Forgiveness Forum provides wake-up call
A Forgiveness Forum initiated to explore approaches to achieving peace and reconciliation on the global stage was a successful wake-up call, said a community leader who joined more than 75 IUPUI international students, faculty, community advocates and representatives from faith and civic organizations.
A “Forgiveness Forum” initiated to explore approaches to achieving peace and reconciliation on the global stage was a successful “wake-up” call, said a community leader who joined more than 75 IUPUI international students, faculty, community advocates and representatives from faith and civic organizations.
The daylong workshop on “forgiveness in international perspective” took place Feb. 2 at the Center for Interfaith Cooperation, 1100 W. 42nd St. in Indianapolis.
Two survivors of mass genocide who are advocates of “unilateral forgiveness” participated in the forum.
Ian McIntosh, director of international partnerships in the Office of International Affairs at Indiana University-Purdue University Indianapolis, received a $2,000 grant from the Public Education for Peacebuilding Support initiative of the United States Institute of Peace to hold the forum.
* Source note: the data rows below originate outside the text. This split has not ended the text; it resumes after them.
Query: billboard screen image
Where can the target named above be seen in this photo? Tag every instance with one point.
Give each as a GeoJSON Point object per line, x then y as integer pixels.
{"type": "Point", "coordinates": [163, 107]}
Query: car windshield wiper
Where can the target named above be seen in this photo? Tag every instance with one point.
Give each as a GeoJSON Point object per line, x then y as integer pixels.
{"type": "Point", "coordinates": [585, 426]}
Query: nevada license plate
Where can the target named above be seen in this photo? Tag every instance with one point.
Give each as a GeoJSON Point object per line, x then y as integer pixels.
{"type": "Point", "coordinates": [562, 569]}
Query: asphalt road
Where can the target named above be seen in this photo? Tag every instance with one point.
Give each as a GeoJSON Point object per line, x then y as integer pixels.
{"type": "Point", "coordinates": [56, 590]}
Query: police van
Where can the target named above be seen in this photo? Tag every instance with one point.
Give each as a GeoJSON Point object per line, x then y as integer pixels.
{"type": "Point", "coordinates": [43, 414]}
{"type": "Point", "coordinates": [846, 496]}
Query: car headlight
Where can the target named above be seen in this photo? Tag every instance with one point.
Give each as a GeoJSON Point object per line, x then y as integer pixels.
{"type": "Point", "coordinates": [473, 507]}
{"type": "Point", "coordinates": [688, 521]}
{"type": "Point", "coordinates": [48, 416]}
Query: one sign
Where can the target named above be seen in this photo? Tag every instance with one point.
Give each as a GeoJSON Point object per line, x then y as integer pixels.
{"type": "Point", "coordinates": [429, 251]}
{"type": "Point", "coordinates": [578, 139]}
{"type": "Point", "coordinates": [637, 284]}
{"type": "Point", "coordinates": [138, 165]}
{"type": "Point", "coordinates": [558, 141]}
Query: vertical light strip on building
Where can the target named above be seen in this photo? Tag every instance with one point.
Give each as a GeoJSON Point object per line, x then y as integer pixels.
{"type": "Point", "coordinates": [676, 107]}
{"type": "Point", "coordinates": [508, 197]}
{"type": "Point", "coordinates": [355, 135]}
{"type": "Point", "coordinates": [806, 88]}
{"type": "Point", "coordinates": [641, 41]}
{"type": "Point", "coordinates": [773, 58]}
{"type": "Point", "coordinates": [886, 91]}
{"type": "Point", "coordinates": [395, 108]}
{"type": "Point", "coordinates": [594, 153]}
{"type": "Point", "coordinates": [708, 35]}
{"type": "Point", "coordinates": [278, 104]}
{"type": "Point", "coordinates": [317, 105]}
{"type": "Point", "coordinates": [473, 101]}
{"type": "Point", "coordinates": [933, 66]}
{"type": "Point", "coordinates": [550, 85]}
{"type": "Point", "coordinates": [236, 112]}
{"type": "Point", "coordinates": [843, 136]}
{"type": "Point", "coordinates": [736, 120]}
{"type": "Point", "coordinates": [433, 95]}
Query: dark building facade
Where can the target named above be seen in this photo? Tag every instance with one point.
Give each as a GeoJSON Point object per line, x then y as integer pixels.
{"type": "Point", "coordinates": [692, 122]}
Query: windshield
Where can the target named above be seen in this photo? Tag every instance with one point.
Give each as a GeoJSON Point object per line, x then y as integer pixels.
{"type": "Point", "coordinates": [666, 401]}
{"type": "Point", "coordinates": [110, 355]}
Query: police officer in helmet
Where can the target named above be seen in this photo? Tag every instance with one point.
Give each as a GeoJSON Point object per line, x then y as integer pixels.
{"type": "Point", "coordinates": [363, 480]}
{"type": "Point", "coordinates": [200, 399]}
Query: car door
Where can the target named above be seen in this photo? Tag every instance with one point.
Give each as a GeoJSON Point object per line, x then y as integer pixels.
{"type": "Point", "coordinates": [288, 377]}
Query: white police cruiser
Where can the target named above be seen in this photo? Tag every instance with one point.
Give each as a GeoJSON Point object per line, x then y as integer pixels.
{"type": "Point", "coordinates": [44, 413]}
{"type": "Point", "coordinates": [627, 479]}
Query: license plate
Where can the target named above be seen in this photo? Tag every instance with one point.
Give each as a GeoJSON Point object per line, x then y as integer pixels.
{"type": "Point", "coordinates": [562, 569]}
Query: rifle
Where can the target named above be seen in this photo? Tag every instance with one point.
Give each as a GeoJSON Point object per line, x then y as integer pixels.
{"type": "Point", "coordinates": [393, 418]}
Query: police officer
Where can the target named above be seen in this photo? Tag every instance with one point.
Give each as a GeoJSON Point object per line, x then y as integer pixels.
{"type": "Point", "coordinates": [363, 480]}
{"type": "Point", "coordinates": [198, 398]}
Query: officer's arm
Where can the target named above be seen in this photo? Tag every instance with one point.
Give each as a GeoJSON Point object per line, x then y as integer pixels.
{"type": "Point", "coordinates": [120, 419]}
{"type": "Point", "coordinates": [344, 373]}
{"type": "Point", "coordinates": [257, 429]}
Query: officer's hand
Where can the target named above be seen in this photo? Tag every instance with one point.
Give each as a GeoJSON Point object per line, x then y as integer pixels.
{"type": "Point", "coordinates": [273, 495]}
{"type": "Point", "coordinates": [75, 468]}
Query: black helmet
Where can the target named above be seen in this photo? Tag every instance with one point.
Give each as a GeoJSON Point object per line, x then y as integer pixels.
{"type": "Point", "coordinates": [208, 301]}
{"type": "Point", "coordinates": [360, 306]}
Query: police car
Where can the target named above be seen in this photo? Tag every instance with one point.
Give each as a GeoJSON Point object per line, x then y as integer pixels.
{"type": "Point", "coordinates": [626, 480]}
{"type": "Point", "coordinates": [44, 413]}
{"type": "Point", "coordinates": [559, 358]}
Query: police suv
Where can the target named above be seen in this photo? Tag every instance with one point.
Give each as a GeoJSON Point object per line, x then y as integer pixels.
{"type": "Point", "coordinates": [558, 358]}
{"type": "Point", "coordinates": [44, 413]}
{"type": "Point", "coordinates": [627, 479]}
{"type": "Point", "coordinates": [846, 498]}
McIntosh organized the forum in collaboration with the Amahoro Project for Forgiveness and Reconciliation and the Center for Interfaith Cooperation, and assisted by K.P. Singh, representing the Sikh Satsang of Indianapolis.
Singh credited the success of the event to the compelling testimony of Eva Mozes Kor, a Romanian Holocaust survivor, and Kizito Kalima, a Rwandan genocide survivor, and the presence and participation by a deeply engaged multicultural, multifaith and multigenerational audience.
“It was especially encouraging to see young students from high schools and colleges,” Singh said. “This was a reminder to the adults in the audience that forgiveness, compassion, understanding, tolerance, respect, human dignity, universal assurance and safeguarding of sacred rights; search for peaceful alternatives; and a robust, grass-roots and mature course of action is critical to our future, at this time of great turmoil. Past and ongoing human suffering continues in places around the world where we witness faiths, cultures, communities and nations at war with themselves and others.”
A second event, a public lecture at the IU Robert H. McKinney School of Law, took place Feb. 5. Kalima and McIntosh, who is also an adjunct professor of anthropology and associate director of the Confucius Institute, discussed the strengths and weaknesses of using unilateral forgiveness to achieve long-term peace in a case study from Rwanda.